Community-Based Action in Kenya
As Melissa Markstrom watched children as young as three years old herd goats through the bush in Kenya’s Maasailand this summer, she knew they were teaching her a valuable cultural lesson.
For the pastoral Maasai people, “you have an intense responsibility to your community from the time you can walk,” she said. Land is held communally, and group members depend on each other for survival. Contrast this with the United States, where communities can seem isolated, and culture tends to elevate the individual. In Africa, Melissa quickly found herself pitching in with the community.
“That’s really scary to put yourself out there that way,” she says, although she adds that sometimes all it takes is a little faith to accomplish things you never thought possible. “Trust yourself and other people will trust you.”
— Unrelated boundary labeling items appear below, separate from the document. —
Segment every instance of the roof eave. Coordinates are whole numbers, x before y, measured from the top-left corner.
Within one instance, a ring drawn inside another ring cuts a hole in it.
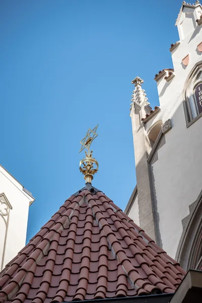
[[[74,301],[74,303],[168,303],[173,295],[173,293],[163,293],[161,294],[150,294],[148,295],[136,296],[131,297],[121,297],[109,298],[107,299],[94,299],[93,300],[84,300],[83,301]],[[63,303],[67,303],[69,301],[64,301]],[[71,301],[72,302],[72,301]]]

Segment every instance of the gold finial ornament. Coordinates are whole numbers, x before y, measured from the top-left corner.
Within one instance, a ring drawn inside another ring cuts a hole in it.
[[[86,148],[87,153],[85,150],[86,157],[80,161],[80,171],[84,175],[86,183],[91,183],[93,179],[93,175],[98,171],[98,162],[94,158],[92,158],[92,150],[90,151],[92,142],[98,136],[96,131],[98,124],[93,129],[89,128],[85,136],[80,141],[81,147],[79,150],[80,153],[84,148]]]

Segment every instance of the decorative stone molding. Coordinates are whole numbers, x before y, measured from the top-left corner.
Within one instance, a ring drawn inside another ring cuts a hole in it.
[[[169,72],[168,73],[168,75],[164,77],[164,79],[166,80],[167,82],[169,82],[171,79],[173,79],[175,77],[175,75],[173,74],[172,72]]]
[[[175,48],[176,48],[178,45],[180,44],[180,42],[179,41],[177,41],[174,43],[172,43],[171,45],[171,47],[170,48],[170,52],[172,52]]]
[[[196,1],[195,2],[195,4],[194,3],[192,3],[192,4],[191,3],[188,3],[188,2],[186,2],[185,1],[183,1],[182,4],[183,6],[195,8],[196,6],[199,4],[200,2],[198,1],[198,0],[196,0]]]
[[[202,53],[202,42],[201,42],[198,45],[197,45],[197,49],[198,49],[198,52]]]
[[[172,128],[172,123],[170,119],[168,119],[162,125],[162,133],[163,134],[166,134],[169,130]]]
[[[141,84],[143,83],[144,80],[141,79],[141,78],[140,78],[138,76],[137,76],[137,77],[135,77],[135,78],[134,78],[133,80],[131,81],[131,84],[135,84],[135,86],[136,86],[137,84],[139,84],[139,85],[141,86]]]
[[[202,24],[202,15],[200,16],[200,19],[196,20],[196,22],[198,24],[198,25],[201,25]]]
[[[149,113],[152,108],[148,102],[148,98],[144,89],[142,89],[141,84],[144,83],[144,80],[138,76],[136,77],[131,81],[131,83],[134,84],[135,89],[133,91],[132,95],[132,103],[130,104],[130,116],[133,106],[140,110],[143,106],[145,107],[146,112]]]
[[[166,75],[166,72],[165,70],[163,70],[162,71],[159,71],[159,74],[156,74],[155,75],[155,80],[156,81],[159,81],[162,77],[165,76]]]
[[[175,256],[186,271],[202,267],[202,190],[189,208],[189,214],[182,220],[183,231]]]
[[[7,216],[10,209],[12,209],[12,207],[6,195],[4,192],[0,193],[0,214],[3,216]]]
[[[189,62],[189,54],[187,55],[183,59],[182,59],[182,62],[185,66],[187,66],[187,65],[188,65]]]

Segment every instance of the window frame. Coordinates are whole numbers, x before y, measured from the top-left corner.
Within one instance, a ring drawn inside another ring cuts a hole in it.
[[[198,114],[194,94],[195,87],[200,83],[202,85],[202,78],[199,77],[201,73],[202,61],[198,62],[193,67],[185,83],[183,105],[187,128],[202,116],[202,113]]]

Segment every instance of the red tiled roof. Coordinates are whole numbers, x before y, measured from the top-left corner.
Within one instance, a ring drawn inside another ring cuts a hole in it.
[[[72,195],[2,272],[0,302],[172,293],[185,272],[102,191]]]

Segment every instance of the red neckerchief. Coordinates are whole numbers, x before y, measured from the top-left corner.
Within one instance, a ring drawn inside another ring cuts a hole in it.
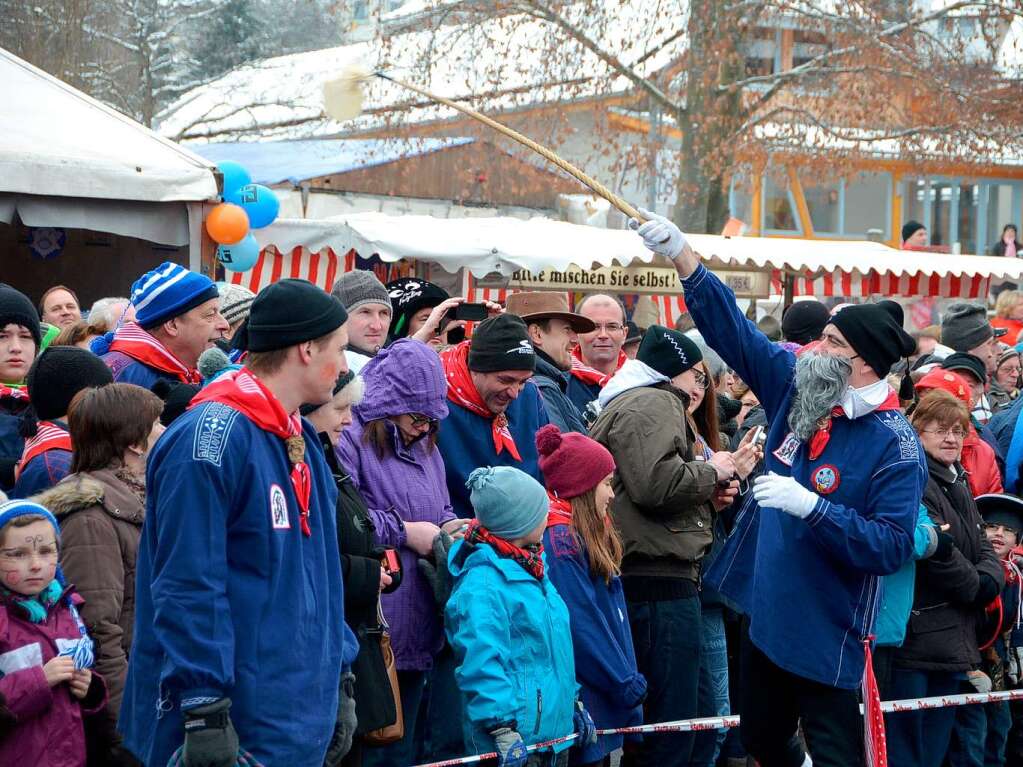
[[[547,499],[550,501],[550,507],[547,511],[547,527],[552,528],[554,525],[571,525],[572,524],[572,503],[564,498],[559,498],[552,493],[547,493]]]
[[[312,475],[306,463],[306,441],[302,437],[302,418],[298,413],[288,415],[280,401],[263,381],[247,368],[235,370],[218,378],[192,399],[188,409],[204,402],[220,402],[237,410],[265,432],[284,440],[287,459],[292,462],[292,487],[299,499],[299,520],[302,532],[312,535],[309,527],[309,497],[312,494]]]
[[[888,767],[888,742],[885,737],[885,717],[881,712],[881,693],[874,676],[874,659],[871,657],[873,636],[863,640],[863,668],[861,692],[863,695],[863,751],[866,767]]]
[[[874,412],[880,412],[881,410],[898,410],[898,395],[894,391],[888,393],[888,399],[881,403],[877,410]],[[831,426],[832,421],[835,418],[840,418],[845,415],[845,410],[840,406],[836,405],[832,408],[832,413],[828,416],[828,420],[820,424],[817,428],[816,434],[810,438],[810,460],[815,461],[820,457],[821,453],[825,452],[825,448],[828,447],[828,441],[831,440]]]
[[[30,437],[25,441],[25,450],[21,451],[21,460],[14,466],[14,479],[21,475],[21,469],[29,465],[29,461],[37,455],[42,455],[47,450],[66,450],[71,452],[71,435],[53,421],[41,420],[37,424],[35,437]]]
[[[454,347],[441,352],[441,363],[444,365],[444,375],[448,381],[448,399],[460,405],[470,412],[482,418],[490,419],[490,428],[494,437],[494,452],[501,454],[507,450],[517,461],[522,460],[519,448],[515,446],[515,438],[508,430],[508,418],[504,413],[494,415],[483,402],[480,393],[476,391],[473,376],[469,372],[469,345],[463,341]]]
[[[189,369],[157,339],[135,322],[128,322],[114,331],[112,352],[121,352],[147,367],[173,375],[182,384],[202,384],[203,376]]]
[[[615,370],[620,370],[622,365],[624,365],[628,359],[629,358],[625,352],[619,350],[618,364],[615,366]],[[582,347],[576,347],[572,350],[572,369],[569,370],[569,372],[583,384],[590,387],[596,384],[603,389],[605,385],[611,380],[610,375],[602,373],[596,368],[592,368],[582,361]]]
[[[27,387],[9,386],[0,384],[0,400],[7,398],[20,402],[29,401],[29,390]]]
[[[498,556],[514,559],[533,578],[538,581],[543,580],[543,559],[540,558],[540,555],[543,553],[542,544],[535,549],[516,546],[491,533],[480,525],[479,520],[473,520],[469,523],[469,528],[465,530],[465,540],[473,545],[486,543],[497,552]]]

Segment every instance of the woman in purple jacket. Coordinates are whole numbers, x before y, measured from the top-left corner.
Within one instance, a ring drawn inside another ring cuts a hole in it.
[[[415,720],[444,625],[417,559],[434,542],[457,532],[465,520],[451,510],[437,428],[447,416],[447,381],[440,358],[417,341],[401,339],[382,349],[361,370],[366,393],[354,422],[341,435],[338,457],[366,501],[376,542],[401,554],[402,586],[382,597],[391,626],[405,737],[367,750],[363,763],[412,764]]]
Melissa, a writing major, traveled to Kenya by way of a program through Prescott College, one of GMC’s EcoLeague exchange partners. Every year, the Arizona college sends a group to work on a project identified by Maasai leaders. For Melissa’s group, the task merged politics and organizing: The community wanted to challenge the government to return one of the many pieces of land stolen during colonialism.
It was a huge undertaking – the 15 students spent countless hours transcribing letters from landowners and correspondence between government officials found in the National Archives. They interviewed community members, and in the end created a 55-page report, essentially a “history that had never been written” regarding the Maasai people’s experience during colonial rule and their connection to the land.
With two computers for the group, and solar panels powering the machines, the project was a lesson in patience. But days before the group returned home, they presented their findings to government officials. Melissa says the situation “looks promising,” with the Kenyan vice-president voicing support for the return of the land.
“I learned a lot about what community-based action can look like,” she said. “It was a really humbling experience.” Melissa plans to continue her work on this project here in the United States, and will give a presentation at GMC sharing her experience. Not only did the work cement her commitment to the social justice field after college, it stands to have a ripple effect for other communities.
“This could be precedent-setting, not only in Kenya but in all of Africa,” she says. “If that land gets returned to them, it could be repeated again and again.”